But these strikingly realistic creations are often shared online without context, or are even presented as authentic creations. This makes them hard to spot, and raises many questions about the creative potential of machines.
A new US report examines this phenomenon, compiling data from several surveys of thousands of Americans. A large proportion of respondents from Generations Z (45%) and Y (or millennials, at 53%) consider AI-generated creative content to be art in its own right.
This opinion is shared much less widely by their elders: only 17% of baby boomers (those born between 1940 and 1959) consider artificially produced images, videos and other cultural outputs to be works of art, suggesting a generation gap when it comes to the acceptance of AI in the creative realm.
While this technology is controversial in cultural circles, especially among artists whose work is fed into generative AI software, it is more enthusiastically welcomed by young people.

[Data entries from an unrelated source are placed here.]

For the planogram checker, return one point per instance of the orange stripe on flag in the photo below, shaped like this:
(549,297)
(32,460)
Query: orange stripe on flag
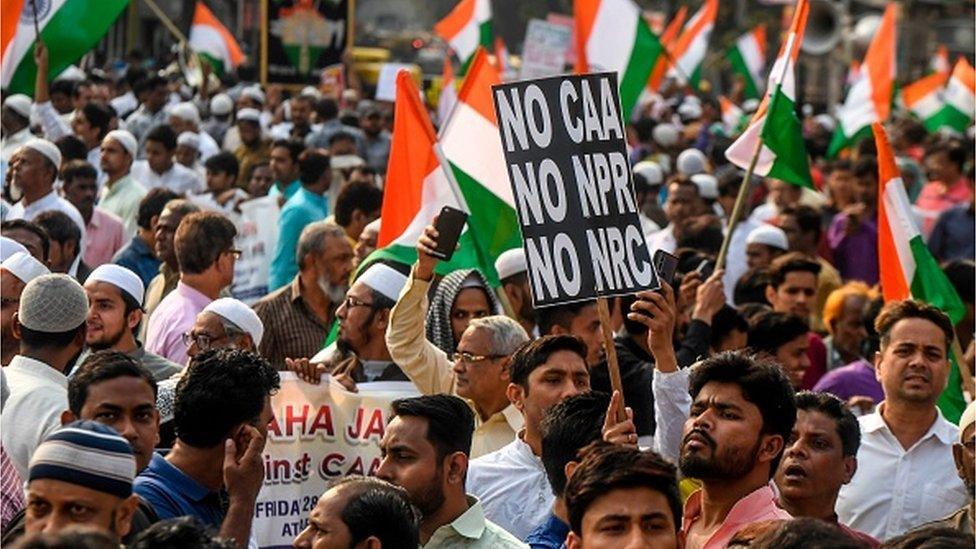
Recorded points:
(893,283)
(412,158)
(459,17)
(476,89)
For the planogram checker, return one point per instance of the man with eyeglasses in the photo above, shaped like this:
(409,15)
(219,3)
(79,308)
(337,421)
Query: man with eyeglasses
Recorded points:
(204,249)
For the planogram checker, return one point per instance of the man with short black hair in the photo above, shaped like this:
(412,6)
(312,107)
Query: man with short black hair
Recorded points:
(906,474)
(425,450)
(232,389)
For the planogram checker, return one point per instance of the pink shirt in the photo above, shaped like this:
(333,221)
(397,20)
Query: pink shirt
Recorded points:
(173,317)
(106,235)
(756,507)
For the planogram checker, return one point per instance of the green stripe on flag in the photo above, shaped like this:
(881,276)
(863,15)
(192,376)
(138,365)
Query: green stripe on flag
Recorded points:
(783,134)
(643,56)
(71,33)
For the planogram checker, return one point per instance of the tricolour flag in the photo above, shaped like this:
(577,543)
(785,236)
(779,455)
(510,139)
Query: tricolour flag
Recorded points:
(668,37)
(775,127)
(923,98)
(748,59)
(960,98)
(907,267)
(417,187)
(690,48)
(869,99)
(69,29)
(467,27)
(473,148)
(611,35)
(211,40)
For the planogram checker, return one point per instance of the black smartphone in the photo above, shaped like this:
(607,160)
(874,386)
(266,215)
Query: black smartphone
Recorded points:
(665,265)
(449,225)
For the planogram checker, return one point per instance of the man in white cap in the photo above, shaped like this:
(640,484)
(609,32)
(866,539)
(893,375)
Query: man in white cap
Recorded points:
(513,273)
(764,244)
(115,295)
(300,314)
(36,169)
(120,194)
(15,272)
(50,324)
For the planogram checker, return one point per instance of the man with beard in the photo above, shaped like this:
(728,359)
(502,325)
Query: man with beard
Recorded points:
(425,451)
(741,415)
(906,476)
(820,457)
(114,313)
(299,315)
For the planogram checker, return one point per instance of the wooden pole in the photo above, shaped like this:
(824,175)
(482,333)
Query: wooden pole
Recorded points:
(612,365)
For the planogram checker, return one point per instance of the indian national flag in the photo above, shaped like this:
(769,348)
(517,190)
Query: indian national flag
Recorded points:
(417,187)
(960,98)
(869,99)
(69,29)
(924,98)
(907,267)
(473,148)
(690,49)
(775,130)
(668,37)
(748,59)
(611,35)
(467,27)
(211,39)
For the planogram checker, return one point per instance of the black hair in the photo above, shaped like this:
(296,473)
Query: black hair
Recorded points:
(294,147)
(31,227)
(568,427)
(311,165)
(222,162)
(380,509)
(559,315)
(361,196)
(103,366)
(152,205)
(770,331)
(75,169)
(164,135)
(450,421)
(180,533)
(848,428)
(225,386)
(607,467)
(762,383)
(536,352)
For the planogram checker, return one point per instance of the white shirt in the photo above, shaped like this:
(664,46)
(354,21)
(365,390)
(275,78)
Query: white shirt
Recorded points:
(895,490)
(38,395)
(512,487)
(178,178)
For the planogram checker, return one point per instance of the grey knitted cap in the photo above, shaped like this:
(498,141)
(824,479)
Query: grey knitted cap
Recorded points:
(53,303)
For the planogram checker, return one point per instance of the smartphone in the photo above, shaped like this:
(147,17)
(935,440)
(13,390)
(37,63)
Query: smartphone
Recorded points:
(449,225)
(665,265)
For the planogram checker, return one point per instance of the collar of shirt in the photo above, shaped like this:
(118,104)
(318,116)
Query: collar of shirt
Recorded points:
(940,428)
(177,480)
(36,368)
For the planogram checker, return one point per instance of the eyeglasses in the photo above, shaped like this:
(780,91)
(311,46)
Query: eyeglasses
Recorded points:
(464,356)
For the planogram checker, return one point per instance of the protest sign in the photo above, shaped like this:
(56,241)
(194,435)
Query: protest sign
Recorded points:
(319,433)
(563,139)
(257,236)
(544,50)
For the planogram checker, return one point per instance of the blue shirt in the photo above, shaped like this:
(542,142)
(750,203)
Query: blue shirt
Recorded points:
(173,494)
(551,534)
(138,258)
(301,209)
(289,191)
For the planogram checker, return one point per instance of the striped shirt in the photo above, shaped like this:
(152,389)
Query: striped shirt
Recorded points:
(292,330)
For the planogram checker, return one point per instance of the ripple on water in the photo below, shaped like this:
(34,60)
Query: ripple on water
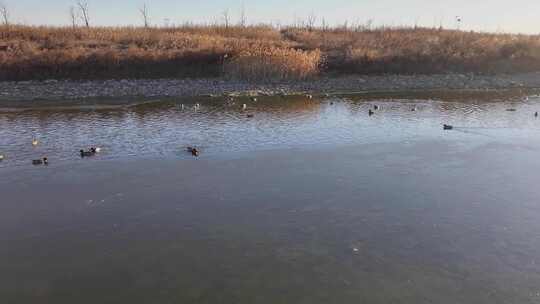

Two-thirds of those surveyed from Gen Z and Y said they already used generative AI for humorous or artistic purposes, compared with 34% of Gen Xers (those born from 1960-1980) and 10% of baby boomers.
In their view, this recreational use is destined to expand in artistic circles, until it becomes the norm. Indeed, 41% of young Americans believe that most movies, artworks, songs and books will be generated by AI within the next 20 years.
Even more surprisingly, 39% of them even claim that this artificially produced content will be of better quality than that produced by human creativity… all of which might serve to revive fears that algorithms could one day replace human artists.